TNM stage, largest tumour diameter, tumour grade, and presence of histologic tumour necrosis were recorded. ccRCC were categorised according to the SSIGN-score algorithm as 0-15. Cancer-specific survival (CSS) was assessed using the Kaplan-Meier method for individual SSIGN-score categories (scores 0-1 and > or =10, respectively, were combined).
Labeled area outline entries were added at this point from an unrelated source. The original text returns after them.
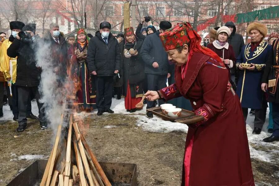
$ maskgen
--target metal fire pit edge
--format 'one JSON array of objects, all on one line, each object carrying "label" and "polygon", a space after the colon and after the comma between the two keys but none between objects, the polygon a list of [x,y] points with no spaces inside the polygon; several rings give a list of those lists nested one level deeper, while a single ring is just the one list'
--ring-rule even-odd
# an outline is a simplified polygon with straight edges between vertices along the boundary
[{"label": "metal fire pit edge", "polygon": [[[47,160],[38,160],[19,174],[7,186],[33,186],[42,177]],[[112,184],[123,183],[137,185],[137,166],[132,163],[99,162]]]}]

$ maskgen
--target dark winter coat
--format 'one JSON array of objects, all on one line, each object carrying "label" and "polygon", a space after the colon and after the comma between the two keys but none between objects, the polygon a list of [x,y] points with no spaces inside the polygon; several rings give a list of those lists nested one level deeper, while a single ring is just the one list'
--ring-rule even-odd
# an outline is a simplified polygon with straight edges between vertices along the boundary
[{"label": "dark winter coat", "polygon": [[64,34],[60,32],[58,36],[59,44],[56,42],[51,36],[50,33],[44,38],[44,42],[51,44],[51,58],[54,68],[59,68],[58,70],[59,77],[58,81],[61,83],[64,81],[67,75],[67,64],[68,64],[68,47]]},{"label": "dark winter coat", "polygon": [[233,27],[232,33],[231,34],[231,35],[229,37],[228,42],[229,44],[232,46],[235,57],[237,58],[241,52],[242,47],[245,44],[243,37],[240,34],[236,33],[236,27],[235,27],[235,25],[233,22],[232,21],[227,22],[225,24],[225,26],[232,26]]},{"label": "dark winter coat", "polygon": [[[157,31],[148,35],[142,44],[140,55],[145,63],[144,72],[146,73],[165,75],[171,73],[173,70],[169,64],[168,55],[163,46],[159,34]],[[159,65],[157,69],[152,66],[155,62]]]},{"label": "dark winter coat", "polygon": [[96,71],[97,76],[112,76],[120,70],[120,54],[117,40],[111,33],[108,45],[98,31],[89,41],[87,53],[89,72]]},{"label": "dark winter coat", "polygon": [[32,41],[15,39],[7,50],[10,57],[17,56],[16,85],[31,87],[39,86],[41,70],[36,67],[36,45]]},{"label": "dark winter coat", "polygon": [[[136,42],[134,43],[127,42],[125,46],[124,45],[121,46],[121,55],[123,56],[123,66],[124,95],[126,95],[128,81],[132,97],[135,97],[136,95],[143,93],[143,81],[145,78],[145,74],[144,64],[140,54],[143,42],[142,40],[139,39],[137,39],[136,43]],[[136,50],[138,54],[136,56],[132,56],[130,58],[126,58],[124,56],[123,51],[125,48],[128,51],[131,48]],[[137,86],[138,86],[137,89],[139,91],[136,92],[135,88]]]},{"label": "dark winter coat", "polygon": [[[142,40],[144,40],[146,37],[146,36],[144,35],[141,33],[141,29],[142,28],[142,25],[143,24],[141,23],[139,24],[138,27],[137,27],[137,29],[136,30],[136,35],[139,39],[140,39]],[[155,27],[153,26],[152,26],[152,29],[153,31],[153,32],[154,33],[156,33],[157,32],[157,30],[155,28]],[[148,35],[148,34],[147,33],[147,28],[146,29],[146,34]]]},{"label": "dark winter coat", "polygon": [[[277,48],[278,47],[278,48]],[[279,56],[278,49],[279,48],[279,39],[273,42],[272,48],[268,54],[268,59],[266,62],[266,66],[264,68],[262,79],[262,83],[268,84],[268,80],[274,78],[277,79],[276,83],[274,86],[270,87],[267,91],[269,94],[268,102],[279,103],[279,59],[276,57]],[[275,75],[275,76],[273,75]]]}]

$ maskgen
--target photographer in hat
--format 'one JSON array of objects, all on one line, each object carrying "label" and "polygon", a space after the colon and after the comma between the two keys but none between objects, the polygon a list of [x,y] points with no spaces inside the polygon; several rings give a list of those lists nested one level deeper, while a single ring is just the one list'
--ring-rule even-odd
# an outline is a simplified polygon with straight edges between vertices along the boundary
[{"label": "photographer in hat", "polygon": [[100,30],[90,39],[87,52],[89,72],[96,76],[96,104],[97,115],[113,113],[111,110],[113,89],[113,76],[120,69],[120,54],[118,42],[110,33],[110,24],[100,24]]},{"label": "photographer in hat", "polygon": [[29,24],[19,33],[13,43],[7,50],[8,55],[17,57],[16,85],[18,93],[19,126],[17,132],[22,132],[27,126],[26,115],[28,98],[31,94],[36,95],[39,109],[39,119],[42,129],[47,128],[43,104],[39,102],[41,97],[38,90],[41,70],[36,66],[36,49],[38,48],[35,36],[35,25]]},{"label": "photographer in hat", "polygon": [[[160,29],[153,34],[148,35],[144,42],[140,55],[144,63],[144,72],[146,74],[147,89],[157,91],[166,87],[167,78],[170,77],[173,66],[169,64],[168,55],[159,37],[159,34],[171,28],[171,24],[163,21],[160,23]],[[164,102],[159,100],[159,106]],[[147,108],[155,107],[156,101],[147,101]],[[147,116],[153,117],[151,112],[147,112]]]}]

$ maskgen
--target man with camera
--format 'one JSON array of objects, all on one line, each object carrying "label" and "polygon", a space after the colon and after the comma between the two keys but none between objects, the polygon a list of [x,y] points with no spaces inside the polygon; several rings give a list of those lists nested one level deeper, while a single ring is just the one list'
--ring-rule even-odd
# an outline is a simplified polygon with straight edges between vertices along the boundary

For evaluation of the prognostic impact of stage, size, grade, and necrosis regarding CSS, a multivariate analysis using a Cox regression model was performed, and for assessment of prognostic accuracy, Harrell's concordance index was performed.

RESULTS AND LIMITATIONS

Median tumour diameter was 5.0 cm (range: 0.6-22 cm). Tumour necrosis was noted in 607 tumours (32.6%). Median follow-up was 72.5 mo (range: 0-281 mo); 359 of 1862 patients (19.3%) died of RCC. Ten-year CSS rates for respective SSIGN scores in our study ranged from 96.5% (scores 0-1) to 19.2% (scores > or =10). pT categories, lymph-node status, distant metastases, high tumour grade (size > or =5 cm), and necrosis were each independent predictors of CSS. The Harrell's concordance index was 0.823. Limitations included smaller sample sizes in higher risk categories and limited numbers of patients at risk after 10 yr.

CONCLUSIONS

Outcome prediction with the SSIGN score using routine pathology records was comparable to the original data based on review pathology. Combining scores into five categories improved discrimination. Our data support the routine use of the SSIGN score in clinical practice with regard to follow-up decisions and patient selection for adjuvant trials.

摘要

背景

SSIGN(阶段、大小、分级和坏死)评分是作为一种用于透明细胞肾细胞癌(ccRCC)的预后预测工具,通过回顾性病理研究创建的。

目的

我们使用常规病理记录评估 SSIGN 评分模型的预后准确性。

设计、设置和参与者:我们回顾性地评估了 1984 年至 2006 年间接受手术治疗的 1862 例连续 ccRCC 患者的完整病理记录,包括随访数据。

干预

ccRCC 患者的手术治疗。

测量

记录 TNM 分期、最大肿瘤直径、肿瘤分级和组织学肿瘤坏死情况。根据 SSIGN 评分算法,ccRCC 分为 0-15 分。使用 Kaplan-Meier 方法评估个体 SSIGN 评分类别(分别为评分 0-1 和≥10)的癌症特异性生存率(CSS)。为了评估分期、大小、分级和坏死对 CSS 的预后影响,我们使用 Cox 回归模型进行了多变量分析,并使用 Harrell 一致性指数评估了预后准确性。

结果和局限性

中位肿瘤直径为 5.0cm(范围:0.6-22cm)。有 607 例肿瘤(32.6%)存在肿瘤坏死。中位随访时间为 72.5 个月(范围:0-281 个月);1862 例患者中有 359 例(19.3%)死于 RCC。我们研究中相应 SSIGN 评分的 10 年 CSS 率范围从 96.5%(评分 0-1)到 19.2%(评分≥10)。pT 分期、淋巴结状态、远处转移、高肿瘤分级(大小≥5cm)和坏死均为 CSS 的独立预测因素。Harrell 一致性指数为 0.823。局限性包括高危类别中的样本量较小,以及 10 年后风险患者数量有限。

结论

使用常规病理记录的 SSIGN 评分进行预后预测与基于回顾性病理的原始数据相当。将评分组合成五个类别可提高区分度。我们的数据支持在临床实践中常规使用 SSIGN 评分,用于随访决策和辅助试验患者选择。